Introduction
While building distributed systems, Transparency is a very important factor. The Engineer has to consider Access transparency, Concurrency transparency, Location transparency, Replication transparency, etc. Replication transparency answers the question, 'Will my data resources always be consistent ?'.
What is Replication transparency?
With distributed systems, we can access different copies of our resources, which helps with redundancy, backup, speed, etc. Having replicas of a particular resource, also raises the issue of consistency. How do we ensure that all the replicas of a particular resource are consistent at all times? Two-phase commits can help in ensuring that if for any reason, all the replicas of a particular instance don't get updated may be due to timeouts or propagation errors, the instances will be rolled back to their previous state. This means that the update is lost and has to be done again.
Three models help us with handling replicas:
- Primary-Backup / Master-Backup Model
- Peer to Peer Model
- Master-Slave Model
The Primary-Backup model exposes only one instance to all external processes. This instance is the master instance, and it has read and write permissions. All other instances or replicas have only read permissions. So with this model, we are sure that only one instance can be updated, and then the change is propagated. The drawback of this model is that it isn't scalable, because only one instance is exposed and if that instance crashes before propagation happens, we will still encounter inconsistencies.

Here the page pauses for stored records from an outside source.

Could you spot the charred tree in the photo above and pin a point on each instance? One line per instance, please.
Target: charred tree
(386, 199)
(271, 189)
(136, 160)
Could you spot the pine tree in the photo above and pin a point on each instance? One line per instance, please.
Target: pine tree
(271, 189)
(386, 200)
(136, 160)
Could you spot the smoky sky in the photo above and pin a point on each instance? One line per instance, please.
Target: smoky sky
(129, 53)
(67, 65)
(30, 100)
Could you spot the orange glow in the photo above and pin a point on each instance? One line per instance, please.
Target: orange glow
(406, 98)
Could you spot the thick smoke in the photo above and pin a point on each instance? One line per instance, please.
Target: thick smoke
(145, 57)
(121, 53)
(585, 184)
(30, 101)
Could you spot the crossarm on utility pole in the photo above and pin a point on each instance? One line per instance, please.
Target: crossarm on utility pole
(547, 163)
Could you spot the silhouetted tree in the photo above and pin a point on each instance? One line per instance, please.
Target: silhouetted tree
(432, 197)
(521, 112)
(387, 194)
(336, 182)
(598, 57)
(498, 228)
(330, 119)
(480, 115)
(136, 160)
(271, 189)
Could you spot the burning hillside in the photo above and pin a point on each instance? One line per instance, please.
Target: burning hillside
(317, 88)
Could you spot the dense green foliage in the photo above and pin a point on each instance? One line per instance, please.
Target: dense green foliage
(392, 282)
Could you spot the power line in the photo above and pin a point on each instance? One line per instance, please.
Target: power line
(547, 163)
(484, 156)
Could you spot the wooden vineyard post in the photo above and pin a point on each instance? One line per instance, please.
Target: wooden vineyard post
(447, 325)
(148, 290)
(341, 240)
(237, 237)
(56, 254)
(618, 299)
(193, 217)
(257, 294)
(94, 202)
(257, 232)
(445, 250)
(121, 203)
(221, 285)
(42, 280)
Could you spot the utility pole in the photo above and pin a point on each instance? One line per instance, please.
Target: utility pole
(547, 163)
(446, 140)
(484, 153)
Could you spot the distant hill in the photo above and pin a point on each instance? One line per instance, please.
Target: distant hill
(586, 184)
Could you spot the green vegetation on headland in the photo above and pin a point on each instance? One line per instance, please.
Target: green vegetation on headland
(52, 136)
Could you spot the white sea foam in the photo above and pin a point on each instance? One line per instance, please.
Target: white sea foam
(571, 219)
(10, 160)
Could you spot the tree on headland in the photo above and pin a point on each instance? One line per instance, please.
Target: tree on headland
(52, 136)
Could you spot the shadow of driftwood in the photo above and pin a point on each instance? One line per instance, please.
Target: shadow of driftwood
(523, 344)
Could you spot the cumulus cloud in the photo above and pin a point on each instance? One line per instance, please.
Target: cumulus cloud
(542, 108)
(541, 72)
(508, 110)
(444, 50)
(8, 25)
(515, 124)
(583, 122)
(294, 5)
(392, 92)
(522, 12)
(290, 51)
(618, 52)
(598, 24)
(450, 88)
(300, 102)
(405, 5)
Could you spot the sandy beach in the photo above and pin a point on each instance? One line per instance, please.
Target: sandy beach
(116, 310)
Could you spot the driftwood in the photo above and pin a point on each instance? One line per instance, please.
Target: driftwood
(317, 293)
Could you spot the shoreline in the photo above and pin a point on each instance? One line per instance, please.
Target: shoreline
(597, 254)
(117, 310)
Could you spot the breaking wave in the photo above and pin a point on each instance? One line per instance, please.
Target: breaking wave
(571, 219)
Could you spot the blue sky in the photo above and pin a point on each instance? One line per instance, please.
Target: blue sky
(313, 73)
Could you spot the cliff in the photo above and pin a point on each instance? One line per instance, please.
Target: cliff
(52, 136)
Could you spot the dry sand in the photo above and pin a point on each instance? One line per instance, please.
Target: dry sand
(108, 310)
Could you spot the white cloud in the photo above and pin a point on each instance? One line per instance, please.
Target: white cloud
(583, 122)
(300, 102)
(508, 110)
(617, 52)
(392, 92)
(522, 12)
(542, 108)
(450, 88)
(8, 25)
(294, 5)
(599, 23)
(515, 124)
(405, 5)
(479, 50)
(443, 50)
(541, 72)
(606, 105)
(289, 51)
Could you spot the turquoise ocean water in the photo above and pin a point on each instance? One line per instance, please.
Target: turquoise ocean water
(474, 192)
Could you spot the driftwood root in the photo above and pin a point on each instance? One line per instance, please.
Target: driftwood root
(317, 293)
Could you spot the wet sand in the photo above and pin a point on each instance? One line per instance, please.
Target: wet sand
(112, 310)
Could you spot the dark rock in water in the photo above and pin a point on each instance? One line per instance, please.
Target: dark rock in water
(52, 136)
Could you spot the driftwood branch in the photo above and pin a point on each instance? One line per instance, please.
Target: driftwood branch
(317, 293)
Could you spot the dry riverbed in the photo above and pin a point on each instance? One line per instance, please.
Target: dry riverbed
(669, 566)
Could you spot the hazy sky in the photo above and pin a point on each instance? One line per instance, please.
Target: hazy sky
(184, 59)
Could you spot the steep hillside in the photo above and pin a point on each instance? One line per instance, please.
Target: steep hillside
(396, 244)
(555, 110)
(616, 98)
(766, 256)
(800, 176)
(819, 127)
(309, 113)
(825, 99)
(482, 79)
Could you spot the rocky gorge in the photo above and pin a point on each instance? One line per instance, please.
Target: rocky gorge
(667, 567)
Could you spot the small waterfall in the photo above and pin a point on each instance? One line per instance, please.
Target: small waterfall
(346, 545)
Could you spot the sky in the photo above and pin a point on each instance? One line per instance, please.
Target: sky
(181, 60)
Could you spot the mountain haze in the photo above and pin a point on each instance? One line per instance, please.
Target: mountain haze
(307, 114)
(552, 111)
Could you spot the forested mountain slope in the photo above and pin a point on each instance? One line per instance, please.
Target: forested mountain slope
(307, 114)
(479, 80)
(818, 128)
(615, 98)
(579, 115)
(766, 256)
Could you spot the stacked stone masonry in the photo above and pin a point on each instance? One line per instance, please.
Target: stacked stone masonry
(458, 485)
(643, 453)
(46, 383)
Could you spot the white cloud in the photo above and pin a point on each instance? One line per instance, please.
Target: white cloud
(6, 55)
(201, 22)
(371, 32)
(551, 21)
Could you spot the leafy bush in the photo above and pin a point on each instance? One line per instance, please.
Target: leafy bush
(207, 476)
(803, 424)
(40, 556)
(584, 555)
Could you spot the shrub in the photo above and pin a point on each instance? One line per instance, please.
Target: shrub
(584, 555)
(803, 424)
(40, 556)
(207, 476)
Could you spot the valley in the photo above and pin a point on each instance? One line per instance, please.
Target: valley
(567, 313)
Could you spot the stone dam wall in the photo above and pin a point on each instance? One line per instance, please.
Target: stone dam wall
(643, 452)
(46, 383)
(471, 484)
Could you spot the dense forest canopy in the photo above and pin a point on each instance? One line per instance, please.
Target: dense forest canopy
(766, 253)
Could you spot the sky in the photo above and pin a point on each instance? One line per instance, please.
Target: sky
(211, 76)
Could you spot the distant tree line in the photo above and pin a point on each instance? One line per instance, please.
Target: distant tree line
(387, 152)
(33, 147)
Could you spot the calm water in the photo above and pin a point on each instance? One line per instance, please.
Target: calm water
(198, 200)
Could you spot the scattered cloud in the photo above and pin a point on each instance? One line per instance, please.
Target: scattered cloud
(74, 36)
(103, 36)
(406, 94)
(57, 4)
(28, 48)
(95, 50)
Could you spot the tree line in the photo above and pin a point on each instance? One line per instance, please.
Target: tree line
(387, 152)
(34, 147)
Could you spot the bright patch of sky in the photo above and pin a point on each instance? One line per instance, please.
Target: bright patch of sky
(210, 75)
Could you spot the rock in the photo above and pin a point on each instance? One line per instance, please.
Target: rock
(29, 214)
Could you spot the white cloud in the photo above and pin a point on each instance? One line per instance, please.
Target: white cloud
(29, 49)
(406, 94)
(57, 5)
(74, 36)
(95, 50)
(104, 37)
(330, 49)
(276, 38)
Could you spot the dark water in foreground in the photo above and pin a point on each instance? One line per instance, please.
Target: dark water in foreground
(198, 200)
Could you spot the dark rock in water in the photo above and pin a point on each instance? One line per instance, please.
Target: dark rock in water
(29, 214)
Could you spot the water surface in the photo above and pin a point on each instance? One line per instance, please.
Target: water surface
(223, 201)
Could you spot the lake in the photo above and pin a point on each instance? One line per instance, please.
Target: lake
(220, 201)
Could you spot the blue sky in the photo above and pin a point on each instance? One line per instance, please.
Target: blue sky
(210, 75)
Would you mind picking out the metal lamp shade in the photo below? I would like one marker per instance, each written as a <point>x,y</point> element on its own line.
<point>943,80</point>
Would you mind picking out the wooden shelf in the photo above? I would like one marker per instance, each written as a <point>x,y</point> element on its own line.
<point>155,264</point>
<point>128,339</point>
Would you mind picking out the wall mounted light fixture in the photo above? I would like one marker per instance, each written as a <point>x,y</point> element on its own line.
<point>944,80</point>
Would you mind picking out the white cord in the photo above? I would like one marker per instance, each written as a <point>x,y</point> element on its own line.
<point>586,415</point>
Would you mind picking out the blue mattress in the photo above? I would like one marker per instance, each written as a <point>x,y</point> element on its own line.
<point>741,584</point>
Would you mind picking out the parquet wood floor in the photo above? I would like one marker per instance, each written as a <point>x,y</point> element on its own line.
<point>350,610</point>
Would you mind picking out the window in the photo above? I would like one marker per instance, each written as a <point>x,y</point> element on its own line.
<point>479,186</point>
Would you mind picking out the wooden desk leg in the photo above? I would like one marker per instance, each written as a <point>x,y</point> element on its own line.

The Peer to Peer model gives all the instances read and write permissions. With this model, we will observe performance issues, especially when we need to propagate very large chunks of data. Maintaining global consistency will also be difficult. It is best suited for applications that require low data replication. User-specific applications for example.
The Master-Slave model has one instance as the Master model, with read and write permissions. The other instances(slaves) have read permissions, but are "hot-spares" in the sense that immediately they notice that the Master node is down, a slave becomes the Master. It is best used for systems where reading operations are higher than writing. Eg. Databases. This is because to write or update an item on a database, it reads first (read-modify-write).
Which Slave is selected to be the Master?
This is where the Election algorithm comes in. It is used to elect a slave(to be master) after the master node fails.
We have the
- Bully Election Algorithm
- Ring Election Algorithm
- Leader Preelection Algorithm
The Bully election algorithm takes the node with the highest ID as the next master. Once a node realizes that the master node has failed, the election process starts. If the last node to join the conversation is the node with the highest ID then the election process is going to take some time compared to when the node with the highest ID joins first.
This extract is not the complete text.